Egyptian Walking Onions (Allium proliferum) are a perennial onion, meaning they will continue to grow from the same root system each year. This makes them a fantastic addition to the edible landscape because, once established, all you really have to do is eat them. And there are lots of ways to eat them. I like to tuck them in with other annual crops, in forgotten corners or at the ends of rows.
Eating Egyptian Walking Onions
- The Bulbs: once established the bulb growth at the base of the plants can be split and harvested, leaving some of the plant to continue growing. Or you can harvest whole plants like normal onions if you need to thin out your patch.
- The Shoots: the green shoots can be used as salad scallions when young, or as they get thicker they can be added to cooked recipes like quiche and soup.
- The Flowers: the flowers can be crumbled into mushroom dishes or scrambled eggs for a fun onion-y addition.
- The Bulblets: once the flowers have flowered, tiny onion bulbs will form in a tight cluster, slowly growing in size. These are edible at all stages.
- The Bulblet Shoots: if left to grow, the bulblets will send out new green onion shoots, which are tender and tasty.
- The Bulblet’s Shoots, Bulblets: OK, so it gets a little crazy, but the you’ll get a second flower set, which will form more bulblets, which will actually send out more tiny onion shoots.
With all these edible options, you can have something onion-y to eat year round from just one patch of Egyptian Walking Onions.
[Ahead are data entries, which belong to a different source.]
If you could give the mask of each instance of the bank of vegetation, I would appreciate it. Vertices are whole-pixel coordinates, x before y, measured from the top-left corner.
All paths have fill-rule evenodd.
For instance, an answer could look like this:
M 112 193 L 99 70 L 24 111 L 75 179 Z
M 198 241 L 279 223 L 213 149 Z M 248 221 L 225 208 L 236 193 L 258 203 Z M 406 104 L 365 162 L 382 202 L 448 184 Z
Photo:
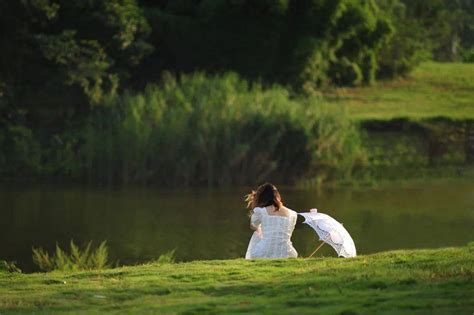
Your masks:
M 458 73 L 472 66 L 394 79 L 472 61 L 472 12 L 466 0 L 2 2 L 0 175 L 223 186 L 465 167 L 472 75 Z
M 21 274 L 0 268 L 0 312 L 464 314 L 473 247 L 357 258 L 156 262 Z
Growing Egyptian Walking Onions
Soil should be slightly moist and well drained. Full sun is best for growth but partial shade can also work. Plant onions in a location that allows them room to roam.
Plant in spring or in fall. Plant each top set 2″ deep, with 6″-10″ between plants and 1′ between rows. They may also be planted close together in clusters for an ornamental addition to any garden.
Cultivate as you would regular garden onions, keep weeds to a minimum and lightly mulch and fertilize when needed.
Top sets can be harvested in late summer and fall when the leafstalk has turned brown and begun to dry. Harvest the long green leaves of the onions (the ones without the top sets) year round. Harvest underground onions in late summer and fall – remembering that when removed this onion plant will no longer grow the following year.
Curing and Storage
Onions can be cured by being placed in a warm area with good ventilation. Allow them to remain until they are cured and the necks are fully dry (about two weeks). This will allow them to store longer in a dry area with low humidity and well ventilated containers.